Ceramide. Sphingolipids are a major component of neuronal membranes and help neurons in intracellular signaling and trafficking. Ceramide is one of the basic building blocks of sphingolipids. In a recent publication in Annals of Neurology, mutations in CERS1, coding for ceramide synthetase, are identified in a family with progressive myoclonus epilepsy – and provides an unexpected linked between a group of storage disorders such as Niemann-Pick disease and Tay-Sachs disease and progressive myoclonus epilepsies.
Sphingolipids. When these lipids were identified in the 19th century, they were named after the mysterious sphinx – they basically perplexed researchers because of their properties. Ever since the initial description, sphingolipids have been recognized as important lipids in the cell membrane of neurons. Ceramide is the basic sphingolipid. Once additional residues are added, sphingomyelins, cerebrosides, or gangliosides are produced. Sphingolipids are mainly known through the disorders in which breakdown of sphingolipids is impaired – the sphingolipidoses.
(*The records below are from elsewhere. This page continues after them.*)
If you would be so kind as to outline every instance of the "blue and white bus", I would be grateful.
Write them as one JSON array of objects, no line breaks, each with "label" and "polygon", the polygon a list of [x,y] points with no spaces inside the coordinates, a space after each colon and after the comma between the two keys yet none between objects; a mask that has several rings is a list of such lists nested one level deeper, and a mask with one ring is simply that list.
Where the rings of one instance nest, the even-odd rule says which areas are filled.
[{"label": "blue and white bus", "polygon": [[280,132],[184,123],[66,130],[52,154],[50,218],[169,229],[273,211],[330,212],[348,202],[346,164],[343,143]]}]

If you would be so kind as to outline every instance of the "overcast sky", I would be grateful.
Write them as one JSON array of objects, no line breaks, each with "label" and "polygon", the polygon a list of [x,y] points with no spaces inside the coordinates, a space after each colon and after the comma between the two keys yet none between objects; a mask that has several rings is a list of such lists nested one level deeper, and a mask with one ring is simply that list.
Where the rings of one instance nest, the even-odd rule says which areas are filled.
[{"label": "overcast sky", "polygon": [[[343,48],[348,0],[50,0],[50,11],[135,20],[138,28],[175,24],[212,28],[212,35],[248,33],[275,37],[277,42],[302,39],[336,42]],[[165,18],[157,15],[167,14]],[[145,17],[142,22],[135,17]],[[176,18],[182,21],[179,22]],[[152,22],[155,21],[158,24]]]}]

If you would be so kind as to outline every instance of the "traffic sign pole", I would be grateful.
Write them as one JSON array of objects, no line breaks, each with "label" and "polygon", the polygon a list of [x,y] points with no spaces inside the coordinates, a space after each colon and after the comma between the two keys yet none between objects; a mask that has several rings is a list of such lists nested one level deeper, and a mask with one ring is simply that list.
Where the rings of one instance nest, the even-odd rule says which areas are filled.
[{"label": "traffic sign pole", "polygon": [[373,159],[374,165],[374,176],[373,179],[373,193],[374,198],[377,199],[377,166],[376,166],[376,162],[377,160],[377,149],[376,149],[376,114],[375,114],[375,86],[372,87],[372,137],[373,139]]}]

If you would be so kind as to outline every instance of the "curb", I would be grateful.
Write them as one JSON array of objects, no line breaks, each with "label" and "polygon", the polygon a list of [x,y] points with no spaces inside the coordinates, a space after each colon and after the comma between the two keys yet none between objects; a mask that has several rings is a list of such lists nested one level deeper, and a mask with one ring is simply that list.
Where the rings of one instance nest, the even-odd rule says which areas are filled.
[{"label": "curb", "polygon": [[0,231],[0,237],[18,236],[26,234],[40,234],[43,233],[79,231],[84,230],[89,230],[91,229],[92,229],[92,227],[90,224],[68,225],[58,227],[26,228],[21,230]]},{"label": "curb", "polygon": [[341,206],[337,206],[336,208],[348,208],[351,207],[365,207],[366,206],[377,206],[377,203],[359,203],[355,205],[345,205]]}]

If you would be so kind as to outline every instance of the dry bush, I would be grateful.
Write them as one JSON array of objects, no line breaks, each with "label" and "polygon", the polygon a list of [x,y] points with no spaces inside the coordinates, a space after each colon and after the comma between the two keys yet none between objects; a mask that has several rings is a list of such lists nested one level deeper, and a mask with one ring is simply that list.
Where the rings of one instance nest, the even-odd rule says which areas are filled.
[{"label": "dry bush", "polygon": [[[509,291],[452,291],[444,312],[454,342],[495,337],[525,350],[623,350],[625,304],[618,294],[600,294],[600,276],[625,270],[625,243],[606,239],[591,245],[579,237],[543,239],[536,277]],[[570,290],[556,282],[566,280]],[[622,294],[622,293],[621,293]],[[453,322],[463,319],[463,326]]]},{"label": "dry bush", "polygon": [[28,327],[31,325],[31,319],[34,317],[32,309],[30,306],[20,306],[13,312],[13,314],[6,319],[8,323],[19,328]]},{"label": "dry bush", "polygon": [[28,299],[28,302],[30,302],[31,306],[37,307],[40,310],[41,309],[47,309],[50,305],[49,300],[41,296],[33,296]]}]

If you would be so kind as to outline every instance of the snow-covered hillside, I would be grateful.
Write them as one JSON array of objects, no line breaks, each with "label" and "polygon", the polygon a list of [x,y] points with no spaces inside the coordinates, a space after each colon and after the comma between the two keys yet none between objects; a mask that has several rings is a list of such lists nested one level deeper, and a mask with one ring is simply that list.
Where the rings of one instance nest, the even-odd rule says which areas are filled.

Sphingolipidoses. These recessive storage disorders arise from mutations in genes implicated in the breakdown of sphingolipids. This group includes Niemann-Pick disease, Fabry disease, Krabbe disease, Gaucher disease, Tay-Sachs disease, and Metachromatic leukodystrophy. While some of these storage disorders also result in seizures, epilepsy is usually not the main presenting feature in sphingolipidoses. In their recent publication, Vanni and collaborators identify mutations in ceramide synthetase in a family with recessive progressive myoclonus epilepsy – demonstrating that impairment of one of the core enzyme in sphingolipid metabolism leads to a neurodegenerative seizure disorder.
CERS1.Vanni and collaborators investigated the genetic basis in a family with recessive progressive myoclonus epilepsy and four affected individuals. They used a combination of homozygosity mapping and targeted resequencing to analyze possible mutations in a region on chromosome 19, which contained 104 coding genes. After filtering, the variant in CERS1 stood out. When testing the effect of the mutation on the ceramide synthetase genes, they observed a reduced production of ceramide and upregulation of stress markers in the endoplasmatic reticulum. This stress response might lead to apoptosis and possibly represents the molecular correlate of the neurodegeneration seen in the affected individuals.
Animal model. Flincher and toppler are two mouse lines with mutations in the CERS1 gene. These animals also show a phenotype of neurodegeneration and seizures, a convincing parallel to the phenotype of the PME family described by Vanni and collaborators. Furthermore, an accumulation of lipofuscin can be seen in the brains of these two mouse lines. This feature is usually observed in the Neuronal Ceroid Lipofuscinoses (NCL), a group of mainly recessive neurodegenerative disorders that have progressive myoclonus epilepsies as a presenting feature. While the accumulation of lipofuscin was not seen in biopsies of patients with CERS1 mutations, this highlights a common pathophysiological pathway due to impairment in ceramide metabolism. The findings of the animal study also raise the question how an impaired synthesis may result in an accumulation of subsequent products. In fact, CERS1 is not only involved in de novo synthesis but also recycling of ceramide metabolites, which may be the explanation for this.
Lessons learned. The metabolism of ceramides, sphingomyelins, cerebrosides, and gangliosides is complex. However, these molecules appear to be important components of the neuronal plasma membrane, and defects in their metabolism result in various neurodegenerative disorders. Therefore, enzymes in these pathways are key candidates for yet unsolved cases of progressive myoclonus epilepsies.